5. Manage Expectations
AI projects can be complex, and the results often take longer to materialize than initially expected. The business side may have high hopes for rapid improvements in efficiency or customer experience, but AI teams know that models need fine-tuning, iterative testing, and validation. Failing to set realistic expectations upfront can lead to frustration and misalignment.
It’s essential to manage expectations by clearly communicating timelines, potential risks, and the iterative nature of AI development. By setting realistic expectations from the beginning, businesses can avoid the pressure of expecting instant results and AI teams can focus on delivering high-quality, well-tested models.
6. Data Accessibility and Quality
The success of AI projects is heavily dependent on data. Business teams are often tasked with managing customer, operational, and financial data, but AI teams require high-quality, clean, and structured data to build accurate models. One common friction point is the difficulty in accessing or aligning this data in a way that is suitable for AI development.
To alleviate this issue, businesses must prioritize data accessibility and quality. This includes ensuring that the data is clean, properly labeled, and readily available for AI teams. Additionally, business teams should work closely with AI teams to identify the most relevant data sources and ensure that the data is structured in a way that is useful for machine learning purposes.
7. Involve Business Leaders in Decision-Making
It’s often the case that business leaders (such as CTOs or CIOs) may not be as deeply involved in the technical details of AI development, but they are ultimately responsible for ensuring that AI initiatives align with broader business goals. Having business leaders more involved in decision-making throughout the AI project lifecycle helps ensure that strategic priorities are addressed.

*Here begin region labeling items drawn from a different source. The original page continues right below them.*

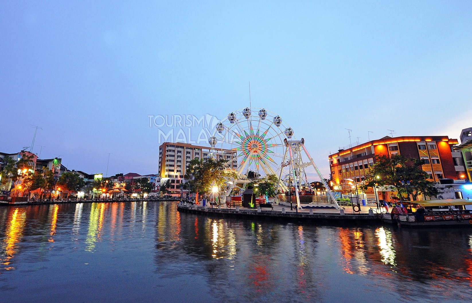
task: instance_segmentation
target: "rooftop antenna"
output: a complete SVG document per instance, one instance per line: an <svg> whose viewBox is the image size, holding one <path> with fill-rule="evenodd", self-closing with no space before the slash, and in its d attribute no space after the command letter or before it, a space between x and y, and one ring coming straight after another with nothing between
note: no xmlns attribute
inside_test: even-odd
<svg viewBox="0 0 472 303"><path fill-rule="evenodd" d="M41 145L41 148L40 149L40 150L39 150L39 156L38 156L38 159L41 159L41 151L42 150L42 148L43 147L46 147L46 146L45 146L44 145Z"/></svg>
<svg viewBox="0 0 472 303"><path fill-rule="evenodd" d="M105 153L108 154L108 160L107 161L107 172L105 173L105 177L108 177L108 164L110 163L110 155L112 155L113 154L111 152L105 152Z"/></svg>
<svg viewBox="0 0 472 303"><path fill-rule="evenodd" d="M353 130L349 128L345 128L345 129L347 130L347 132L349 133L349 147L352 147L352 143L351 142L351 132L353 131Z"/></svg>
<svg viewBox="0 0 472 303"><path fill-rule="evenodd" d="M34 146L34 139L36 139L36 133L38 131L38 128L39 128L40 129L42 129L42 128L35 125L32 125L31 124L30 124L30 125L31 126L30 127L35 128L34 130L34 135L33 136L33 142L31 143L31 147L30 148L30 152L33 152L33 148Z"/></svg>

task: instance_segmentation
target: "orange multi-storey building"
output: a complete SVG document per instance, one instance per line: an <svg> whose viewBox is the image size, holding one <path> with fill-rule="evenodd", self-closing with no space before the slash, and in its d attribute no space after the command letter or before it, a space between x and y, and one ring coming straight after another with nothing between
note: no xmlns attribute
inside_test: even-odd
<svg viewBox="0 0 472 303"><path fill-rule="evenodd" d="M457 178L451 153L452 147L458 143L447 136L388 136L369 141L346 150L339 150L329 157L333 185L342 189L346 179L358 184L364 180L365 170L375 161L376 156L390 157L400 154L423 160L422 169L433 182L439 179ZM336 188L335 188L335 189Z"/></svg>

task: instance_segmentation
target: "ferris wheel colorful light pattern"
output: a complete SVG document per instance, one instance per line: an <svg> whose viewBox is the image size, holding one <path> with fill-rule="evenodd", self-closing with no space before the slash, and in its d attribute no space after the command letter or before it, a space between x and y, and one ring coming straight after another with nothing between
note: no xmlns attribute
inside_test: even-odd
<svg viewBox="0 0 472 303"><path fill-rule="evenodd" d="M249 134L248 134L245 130L244 131L244 135L235 132L236 136L241 141L236 141L235 143L240 146L233 148L231 150L242 152L238 155L238 156L244 155L241 160L241 164L243 164L249 159L249 165L250 165L253 161L258 169L260 161L263 164L266 164L264 161L264 158L277 164L268 153L273 152L270 149L270 148L279 146L280 144L268 143L269 139L265 139L269 129L266 130L262 134L260 134L259 129L254 134L252 125L250 126L249 129Z"/></svg>

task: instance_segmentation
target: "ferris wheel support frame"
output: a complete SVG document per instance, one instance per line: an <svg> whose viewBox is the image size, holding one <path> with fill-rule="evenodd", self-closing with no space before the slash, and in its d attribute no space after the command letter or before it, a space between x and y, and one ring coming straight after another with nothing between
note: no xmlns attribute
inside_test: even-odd
<svg viewBox="0 0 472 303"><path fill-rule="evenodd" d="M306 154L306 155L307 156L308 156L308 159L310 159L310 162L312 162L312 165L313 166L313 168L315 169L315 170L316 171L316 173L318 174L318 177L320 177L320 179L321 180L321 183L323 183L323 185L325 186L325 188L326 188L326 190L329 194L329 196L331 197L331 198L333 200L333 201L334 202L335 205L336 205L336 208L337 208L337 209L339 209L339 205L337 204L337 201L336 201L336 198L335 197L334 195L333 194L333 193L331 191L331 190L329 189L329 187L328 186L328 184L326 183L326 181L325 181L325 179L323 178L323 176L321 176L321 172L320 172L320 170L318 169L318 168L316 166L316 165L315 164L314 161L313 160L313 159L312 158L311 156L310 155L310 154L308 153L308 151L307 151L306 148L305 148L305 144L304 144L304 143L305 143L305 139L302 138L302 140L300 140L300 143L299 144L300 145L300 146L302 146L302 148L303 148L303 150L305 151L305 153Z"/></svg>
<svg viewBox="0 0 472 303"><path fill-rule="evenodd" d="M289 152L290 152L290 167L291 168L291 171L290 171L290 174L291 174L292 172L294 174L294 185L295 187L295 196L296 197L296 207L298 209L302 209L302 206L300 204L300 195L298 194L298 187L297 186L297 182L296 181L296 174L295 172L295 167L294 166L294 158L293 154L293 151L292 150L292 144L290 143L290 141L287 141L287 148L288 149ZM291 187L290 185L290 178L288 177L288 190L290 190L290 187ZM291 199L291 196L290 196L290 199ZM290 203L292 201L290 201ZM290 204L292 205L291 204Z"/></svg>

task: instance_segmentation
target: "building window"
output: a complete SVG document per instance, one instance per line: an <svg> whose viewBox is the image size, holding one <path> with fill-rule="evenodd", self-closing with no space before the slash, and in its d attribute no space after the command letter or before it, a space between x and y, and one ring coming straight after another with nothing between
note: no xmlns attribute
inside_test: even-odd
<svg viewBox="0 0 472 303"><path fill-rule="evenodd" d="M361 152L361 153L358 153L357 155L355 155L355 157L356 158L361 158L361 157L363 157L364 156L365 156L367 154L367 153L366 153L365 152Z"/></svg>

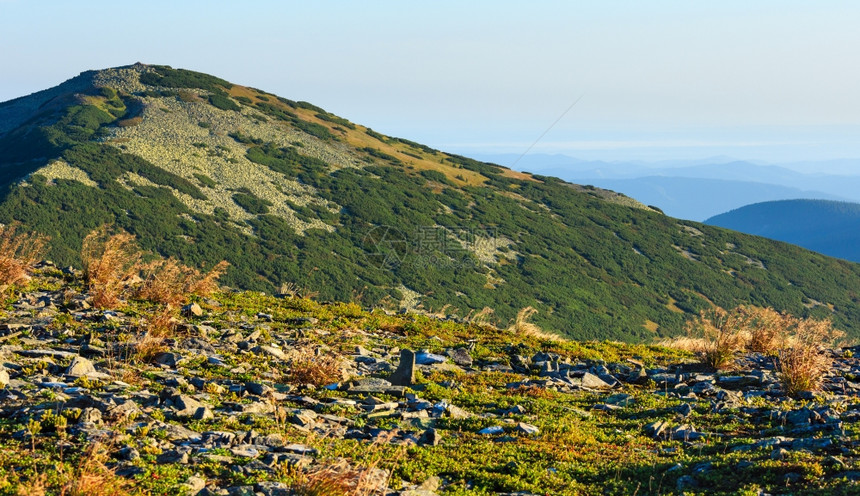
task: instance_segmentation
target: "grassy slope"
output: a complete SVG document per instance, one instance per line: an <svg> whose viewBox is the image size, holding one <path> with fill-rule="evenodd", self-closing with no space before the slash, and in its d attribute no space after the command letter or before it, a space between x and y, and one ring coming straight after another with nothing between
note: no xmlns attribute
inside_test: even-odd
<svg viewBox="0 0 860 496"><path fill-rule="evenodd" d="M136 102L134 95L99 89L0 137L0 145L17 153L14 161L7 156L0 163L0 172L8 172L8 182L43 164L39 157L49 150L86 171L100 187L62 179L52 185L33 176L28 186L7 190L0 220L17 219L50 235L51 257L62 264L77 264L83 236L113 222L136 234L145 248L186 263L227 259L232 267L225 282L237 287L272 291L281 282L294 282L326 300L397 308L404 296L397 288L405 285L423 295L428 310L447 305L445 312L463 316L490 307L505 325L520 308L533 306L539 310L535 322L579 338L648 340L677 334L688 314L711 303L770 305L818 317L829 316L832 308L838 327L860 335L853 289L860 286L860 269L854 264L622 206L606 201L599 190L385 137L310 104L211 76L183 79L184 73L158 70L172 77L162 79L162 85L194 84L212 94L229 94L235 102L228 105L250 106L285 132L303 129L323 146L347 150L366 164L332 172L301 158L301 148L291 148L299 159L286 163L287 177L313 186L341 208L333 214L296 207L298 214L336 230L300 235L261 208L249 221L256 235L249 238L217 212L189 210L173 191L205 197L193 178L91 143L109 135ZM182 98L170 88L160 91L161 98ZM29 148L14 146L17 138L30 135L41 141ZM265 144L244 143L257 152ZM116 181L129 170L153 184L129 191ZM394 227L405 241L394 247L400 264L383 267L379 262L385 254L374 251L379 245L368 245L366 236L380 225ZM452 228L466 240L492 242L500 250L494 260L482 261L450 237L418 250L422 236L439 234L429 226ZM504 248L506 240L513 242L509 248ZM822 305L811 306L812 300Z"/></svg>

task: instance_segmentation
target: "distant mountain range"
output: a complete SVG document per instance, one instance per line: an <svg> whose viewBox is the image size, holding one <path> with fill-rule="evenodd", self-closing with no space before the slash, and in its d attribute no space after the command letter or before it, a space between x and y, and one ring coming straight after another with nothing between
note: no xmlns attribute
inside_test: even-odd
<svg viewBox="0 0 860 496"><path fill-rule="evenodd" d="M623 193L667 215L704 220L752 203L797 198L860 202L860 160L785 166L714 157L699 161L600 162L565 155L478 155L518 170ZM824 174L821 170L832 171ZM852 171L854 174L852 174Z"/></svg>
<svg viewBox="0 0 860 496"><path fill-rule="evenodd" d="M860 262L860 204L783 200L747 205L705 221Z"/></svg>
<svg viewBox="0 0 860 496"><path fill-rule="evenodd" d="M167 66L0 103L0 222L13 221L50 236L64 266L110 223L187 265L226 259L236 288L452 319L491 309L505 326L532 307L580 339L677 335L712 304L831 317L860 336L858 264Z"/></svg>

Business leaders should participate in regular updates and review meetings where they can provide guidance and feedback. By staying engaged with the process, they can advocate for the business’s needs, ensuring that AI projects do not stray too far from what’s most important for the company.
8. Develop a Feedback Loop
AI projects are iterative in nature, and as such, it’s essential to have a structured feedback loop in place to ensure that business requirements are continuously aligned with AI development. This loop should include regular reviews of project progress, business goals, and technical challenges.
AI teams should actively seek feedback from business stakeholders to ensure that the AI models are producing the desired outcomes. Conversely, business teams should provide AI teams with feedback on any changes in business priorities or market conditions that may affect the direction of the project.
9. Celebrate Wins Together
Lastly, it’s important to celebrate the successes of AI projects as a unified team. Too often, the technical team is celebrated for the complexity of the algorithms, while the business side focuses solely on the outcome. By celebrating shared victories, both teams can build a stronger relationship based on mutual respect and collaboration.
Recognition should not just be about the end result, but also about the hard work, communication, and trust-building that went into the project. Celebrating success together can foster goodwill and help teams better collaborate in future projects.
Conclusion
Reducing friction between business and AI teams requires intentional effort in aligning goals, improving communication, and fostering a culture of collaboration. By creating cross-functional teams, speaking a common language, managing expectations, and ensuring data accessibility, both sides can work together more efficiently to achieve successful AI outcomes that drive business growth. The more these two teams work as a cohesive unit, the more likely the company is to unlock the true potential of AI technology.